Washington County, Oklahoma Towns

Dewey is located but four miles north of Bartlesville on the Santa Fe and M. K. & T. railroads. Like Bartlesville, it owes its beginning to Jacob Bartles. Mr. Bartles was instrumental in securing the first railroad to build down through Washington County. It was called the Kansas, Oklahoma & Southwestern, but was soon absorbed by the Santa Fe system. When the railroad reached the present site of Dewey, Mr. Bartles moved one of his country stores over to the railroad. This took place shortly after Admiral George Dewey won his great victory over the Spaniards by destroying their fleet in Manila Bay, and as the praises of the hero of Manila Bay were being sung by Americans everywhere, Mr. Bartles and his associates decided to name the new town after him. The little village has now grown to be a thriving city of 2500 inhabitants. Its growth and principal industries are largely due to the development of oil and natural gas in that vicinity, and to the smelters which the bountiful supply of gas induced to locate there. For several years Dewey gained quite a good deal of fame and free advertising by the annual Round-ups which were held there and which attracted many of the old-time cowboys who were anxious to show the world that they had not forgotten how to rope the wild steers, an art in which they had become wonderfully proficient in former days. Later, Dewey established a County Fair which combined the exhibitions of the cowboy of the past with the products of the modern farm. These annual exhibitions were an admirable blending of the old-time civilization with the newer era of the agriculturist,-the transformation from cowboy days to ploughboy days.
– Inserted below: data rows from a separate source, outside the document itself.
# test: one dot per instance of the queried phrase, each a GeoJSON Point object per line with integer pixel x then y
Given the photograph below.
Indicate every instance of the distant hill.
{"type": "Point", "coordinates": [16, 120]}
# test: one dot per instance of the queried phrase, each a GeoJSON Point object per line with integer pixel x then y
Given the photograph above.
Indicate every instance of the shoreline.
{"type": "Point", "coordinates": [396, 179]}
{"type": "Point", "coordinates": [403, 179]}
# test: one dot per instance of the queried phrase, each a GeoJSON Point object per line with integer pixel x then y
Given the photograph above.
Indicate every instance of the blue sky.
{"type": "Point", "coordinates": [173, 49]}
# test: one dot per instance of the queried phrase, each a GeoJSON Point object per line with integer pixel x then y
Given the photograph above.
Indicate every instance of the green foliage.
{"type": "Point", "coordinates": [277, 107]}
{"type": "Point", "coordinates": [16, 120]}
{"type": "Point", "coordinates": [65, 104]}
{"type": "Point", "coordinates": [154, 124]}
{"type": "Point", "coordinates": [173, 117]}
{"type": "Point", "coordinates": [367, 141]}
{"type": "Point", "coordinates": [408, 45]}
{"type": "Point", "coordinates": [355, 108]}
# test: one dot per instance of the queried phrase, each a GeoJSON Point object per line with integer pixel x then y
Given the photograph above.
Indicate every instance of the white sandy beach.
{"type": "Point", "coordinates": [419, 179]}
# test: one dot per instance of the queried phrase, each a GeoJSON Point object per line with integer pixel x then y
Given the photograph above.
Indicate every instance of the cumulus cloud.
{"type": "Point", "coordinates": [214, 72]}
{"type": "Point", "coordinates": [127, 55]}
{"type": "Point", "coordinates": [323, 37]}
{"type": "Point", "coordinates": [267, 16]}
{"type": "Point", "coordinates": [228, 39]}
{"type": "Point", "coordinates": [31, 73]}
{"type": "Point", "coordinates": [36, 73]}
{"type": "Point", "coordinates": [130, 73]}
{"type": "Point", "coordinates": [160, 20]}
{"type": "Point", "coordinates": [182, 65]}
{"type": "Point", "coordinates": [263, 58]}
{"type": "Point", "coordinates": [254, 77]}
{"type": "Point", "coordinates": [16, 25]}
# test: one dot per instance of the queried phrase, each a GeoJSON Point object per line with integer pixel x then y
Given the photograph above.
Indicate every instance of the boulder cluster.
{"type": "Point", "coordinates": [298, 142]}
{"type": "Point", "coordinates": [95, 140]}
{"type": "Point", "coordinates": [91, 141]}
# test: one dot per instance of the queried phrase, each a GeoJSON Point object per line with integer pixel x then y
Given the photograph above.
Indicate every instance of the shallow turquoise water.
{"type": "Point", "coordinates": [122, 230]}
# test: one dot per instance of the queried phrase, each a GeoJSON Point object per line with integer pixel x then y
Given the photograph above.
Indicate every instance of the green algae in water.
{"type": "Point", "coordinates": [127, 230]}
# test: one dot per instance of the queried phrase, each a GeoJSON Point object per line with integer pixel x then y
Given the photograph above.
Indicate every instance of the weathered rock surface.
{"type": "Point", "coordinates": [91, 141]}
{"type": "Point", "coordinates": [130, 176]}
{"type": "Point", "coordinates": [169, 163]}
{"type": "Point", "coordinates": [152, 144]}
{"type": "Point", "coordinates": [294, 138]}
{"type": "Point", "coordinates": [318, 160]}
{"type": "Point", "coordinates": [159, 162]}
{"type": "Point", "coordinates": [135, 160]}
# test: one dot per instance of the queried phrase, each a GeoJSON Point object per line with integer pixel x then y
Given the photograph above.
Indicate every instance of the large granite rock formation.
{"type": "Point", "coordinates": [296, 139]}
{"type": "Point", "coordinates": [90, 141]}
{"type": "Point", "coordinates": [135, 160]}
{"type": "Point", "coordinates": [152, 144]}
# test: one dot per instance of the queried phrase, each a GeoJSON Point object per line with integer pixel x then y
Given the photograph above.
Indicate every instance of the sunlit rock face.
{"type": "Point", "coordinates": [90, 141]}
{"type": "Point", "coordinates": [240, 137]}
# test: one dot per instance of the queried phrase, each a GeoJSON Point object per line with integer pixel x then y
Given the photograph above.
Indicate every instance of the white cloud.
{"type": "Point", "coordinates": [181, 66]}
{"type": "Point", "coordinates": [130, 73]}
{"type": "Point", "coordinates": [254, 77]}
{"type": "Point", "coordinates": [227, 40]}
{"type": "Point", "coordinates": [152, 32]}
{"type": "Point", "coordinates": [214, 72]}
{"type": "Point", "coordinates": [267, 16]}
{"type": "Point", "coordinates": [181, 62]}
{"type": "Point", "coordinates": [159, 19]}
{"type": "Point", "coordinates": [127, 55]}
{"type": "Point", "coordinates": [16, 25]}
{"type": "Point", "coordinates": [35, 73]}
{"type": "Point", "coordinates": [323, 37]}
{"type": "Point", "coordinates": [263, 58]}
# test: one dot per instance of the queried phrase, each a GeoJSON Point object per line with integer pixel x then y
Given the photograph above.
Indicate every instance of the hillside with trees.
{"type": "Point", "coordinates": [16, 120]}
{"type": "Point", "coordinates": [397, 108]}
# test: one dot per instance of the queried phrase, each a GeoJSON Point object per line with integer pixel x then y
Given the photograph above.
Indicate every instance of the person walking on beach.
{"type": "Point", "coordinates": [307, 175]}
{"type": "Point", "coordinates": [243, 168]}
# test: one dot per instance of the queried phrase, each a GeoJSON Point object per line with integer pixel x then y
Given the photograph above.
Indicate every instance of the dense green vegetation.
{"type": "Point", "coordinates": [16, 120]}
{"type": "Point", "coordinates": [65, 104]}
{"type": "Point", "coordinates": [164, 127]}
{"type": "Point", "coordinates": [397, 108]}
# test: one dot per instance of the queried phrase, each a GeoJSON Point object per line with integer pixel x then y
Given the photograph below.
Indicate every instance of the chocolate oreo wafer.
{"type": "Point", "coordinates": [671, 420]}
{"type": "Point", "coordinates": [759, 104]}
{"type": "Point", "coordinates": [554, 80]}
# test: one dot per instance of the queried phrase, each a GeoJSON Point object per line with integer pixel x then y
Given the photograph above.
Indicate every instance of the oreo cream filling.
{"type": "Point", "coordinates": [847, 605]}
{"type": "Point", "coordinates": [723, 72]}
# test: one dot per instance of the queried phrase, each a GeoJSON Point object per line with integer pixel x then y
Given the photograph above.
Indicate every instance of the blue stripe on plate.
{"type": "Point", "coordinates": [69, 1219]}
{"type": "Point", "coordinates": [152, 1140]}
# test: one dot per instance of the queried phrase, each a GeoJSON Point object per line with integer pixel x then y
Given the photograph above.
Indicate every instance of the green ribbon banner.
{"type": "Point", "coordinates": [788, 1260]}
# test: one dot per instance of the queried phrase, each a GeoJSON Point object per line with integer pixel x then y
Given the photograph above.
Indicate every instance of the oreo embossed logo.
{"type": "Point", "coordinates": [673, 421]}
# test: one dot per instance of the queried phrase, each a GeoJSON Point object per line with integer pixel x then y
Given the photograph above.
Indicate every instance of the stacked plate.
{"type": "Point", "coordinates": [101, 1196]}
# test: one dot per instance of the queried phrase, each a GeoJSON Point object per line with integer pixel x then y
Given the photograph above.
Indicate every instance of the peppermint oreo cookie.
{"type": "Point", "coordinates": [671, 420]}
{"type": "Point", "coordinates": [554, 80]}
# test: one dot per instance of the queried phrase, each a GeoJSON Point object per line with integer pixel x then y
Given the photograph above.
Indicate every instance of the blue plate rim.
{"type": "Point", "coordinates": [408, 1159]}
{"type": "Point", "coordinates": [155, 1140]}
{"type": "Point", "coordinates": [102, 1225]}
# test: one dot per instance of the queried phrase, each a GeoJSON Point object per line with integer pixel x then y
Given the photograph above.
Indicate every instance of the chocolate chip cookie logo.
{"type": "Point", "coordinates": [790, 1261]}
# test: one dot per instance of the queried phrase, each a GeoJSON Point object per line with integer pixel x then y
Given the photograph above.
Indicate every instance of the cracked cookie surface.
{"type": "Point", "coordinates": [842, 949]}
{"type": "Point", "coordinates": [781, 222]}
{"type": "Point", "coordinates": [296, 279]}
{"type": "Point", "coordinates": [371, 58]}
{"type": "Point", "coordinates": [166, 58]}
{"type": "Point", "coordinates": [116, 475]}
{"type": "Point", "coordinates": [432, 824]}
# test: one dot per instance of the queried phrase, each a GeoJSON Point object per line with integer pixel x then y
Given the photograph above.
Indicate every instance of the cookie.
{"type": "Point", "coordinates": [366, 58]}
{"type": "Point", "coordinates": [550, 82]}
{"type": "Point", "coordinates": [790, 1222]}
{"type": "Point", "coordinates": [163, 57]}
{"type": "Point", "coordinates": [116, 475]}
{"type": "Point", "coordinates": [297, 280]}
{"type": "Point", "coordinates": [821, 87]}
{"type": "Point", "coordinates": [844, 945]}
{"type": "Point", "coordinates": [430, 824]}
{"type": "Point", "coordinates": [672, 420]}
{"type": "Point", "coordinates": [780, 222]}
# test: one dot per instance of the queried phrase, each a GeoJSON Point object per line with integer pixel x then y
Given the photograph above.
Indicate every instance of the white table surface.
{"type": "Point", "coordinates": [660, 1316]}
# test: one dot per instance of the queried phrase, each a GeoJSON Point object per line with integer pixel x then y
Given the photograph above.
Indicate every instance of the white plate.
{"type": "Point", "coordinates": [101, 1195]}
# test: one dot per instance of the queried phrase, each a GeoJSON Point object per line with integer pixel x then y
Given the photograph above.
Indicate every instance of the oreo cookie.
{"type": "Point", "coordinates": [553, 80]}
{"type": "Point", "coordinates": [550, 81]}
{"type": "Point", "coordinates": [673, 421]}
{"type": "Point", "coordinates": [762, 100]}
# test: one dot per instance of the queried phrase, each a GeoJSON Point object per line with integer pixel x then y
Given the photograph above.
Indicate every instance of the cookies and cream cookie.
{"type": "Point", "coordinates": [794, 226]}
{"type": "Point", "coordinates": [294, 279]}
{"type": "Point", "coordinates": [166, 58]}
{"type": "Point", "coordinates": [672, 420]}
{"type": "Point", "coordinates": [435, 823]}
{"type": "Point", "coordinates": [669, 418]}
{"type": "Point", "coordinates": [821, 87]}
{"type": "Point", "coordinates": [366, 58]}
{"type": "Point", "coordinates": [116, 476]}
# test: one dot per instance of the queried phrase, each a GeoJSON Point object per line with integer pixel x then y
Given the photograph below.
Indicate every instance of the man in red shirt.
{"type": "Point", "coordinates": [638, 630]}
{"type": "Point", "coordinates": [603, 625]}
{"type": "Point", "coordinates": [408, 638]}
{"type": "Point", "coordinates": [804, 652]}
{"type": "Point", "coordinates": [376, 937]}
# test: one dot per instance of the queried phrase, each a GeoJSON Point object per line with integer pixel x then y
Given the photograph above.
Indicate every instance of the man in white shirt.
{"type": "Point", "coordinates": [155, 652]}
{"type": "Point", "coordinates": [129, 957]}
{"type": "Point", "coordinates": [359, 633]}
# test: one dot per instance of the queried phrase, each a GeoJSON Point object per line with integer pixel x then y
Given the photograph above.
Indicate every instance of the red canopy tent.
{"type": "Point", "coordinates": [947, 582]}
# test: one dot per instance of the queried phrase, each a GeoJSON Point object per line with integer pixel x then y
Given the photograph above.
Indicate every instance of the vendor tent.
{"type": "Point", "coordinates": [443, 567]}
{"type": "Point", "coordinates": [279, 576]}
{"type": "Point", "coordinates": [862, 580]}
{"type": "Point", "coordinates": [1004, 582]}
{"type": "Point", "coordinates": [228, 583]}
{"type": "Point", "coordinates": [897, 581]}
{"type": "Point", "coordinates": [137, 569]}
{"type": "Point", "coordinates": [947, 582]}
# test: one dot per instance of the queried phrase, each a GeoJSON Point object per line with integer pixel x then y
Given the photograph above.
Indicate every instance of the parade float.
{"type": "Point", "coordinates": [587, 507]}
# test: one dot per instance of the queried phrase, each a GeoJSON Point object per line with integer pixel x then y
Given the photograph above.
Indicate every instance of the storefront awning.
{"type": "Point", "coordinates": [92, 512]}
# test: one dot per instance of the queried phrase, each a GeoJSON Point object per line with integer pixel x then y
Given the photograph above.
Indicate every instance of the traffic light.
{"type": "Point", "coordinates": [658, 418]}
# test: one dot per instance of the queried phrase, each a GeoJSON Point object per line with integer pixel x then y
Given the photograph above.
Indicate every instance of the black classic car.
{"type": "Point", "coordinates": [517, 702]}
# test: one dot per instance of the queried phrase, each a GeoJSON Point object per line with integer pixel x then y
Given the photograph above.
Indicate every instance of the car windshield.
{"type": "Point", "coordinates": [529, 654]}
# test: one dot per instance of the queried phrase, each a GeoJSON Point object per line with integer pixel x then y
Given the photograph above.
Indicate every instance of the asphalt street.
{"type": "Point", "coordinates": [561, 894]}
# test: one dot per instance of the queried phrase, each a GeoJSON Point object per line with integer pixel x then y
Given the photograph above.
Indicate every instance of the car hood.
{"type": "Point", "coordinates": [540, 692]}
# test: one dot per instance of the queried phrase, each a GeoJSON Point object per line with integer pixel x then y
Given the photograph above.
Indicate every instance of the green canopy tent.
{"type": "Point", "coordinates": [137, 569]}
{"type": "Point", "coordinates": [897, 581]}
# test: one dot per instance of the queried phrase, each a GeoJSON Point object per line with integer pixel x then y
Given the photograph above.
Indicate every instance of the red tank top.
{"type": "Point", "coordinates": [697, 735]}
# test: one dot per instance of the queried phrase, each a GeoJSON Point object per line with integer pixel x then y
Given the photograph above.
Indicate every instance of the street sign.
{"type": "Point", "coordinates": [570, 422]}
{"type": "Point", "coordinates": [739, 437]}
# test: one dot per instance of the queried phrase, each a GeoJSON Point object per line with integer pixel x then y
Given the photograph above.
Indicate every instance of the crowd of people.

Dewey is well supplied with modern homes, stores, hotels, churches and has established a first class public school system including all of the common school grades and an approved high school, thirty-three teachers composing the entire faculty.

Ramona Oklahoma

Ramona, a town of about one thousand people, is located in the southern part of Washington County on the Santa Fe Railroad. It, too, has been benefited by great development of oil and gas in that section of the state. Ramona has a consolidated school district, which includes quite a territory outside of the corporation, and a good high school, as well as the common school grades, is well managed with a faculty of twenty-one teachers.

The other towns of Washington County have good stores, churches, comfortable homes and excellent public schools.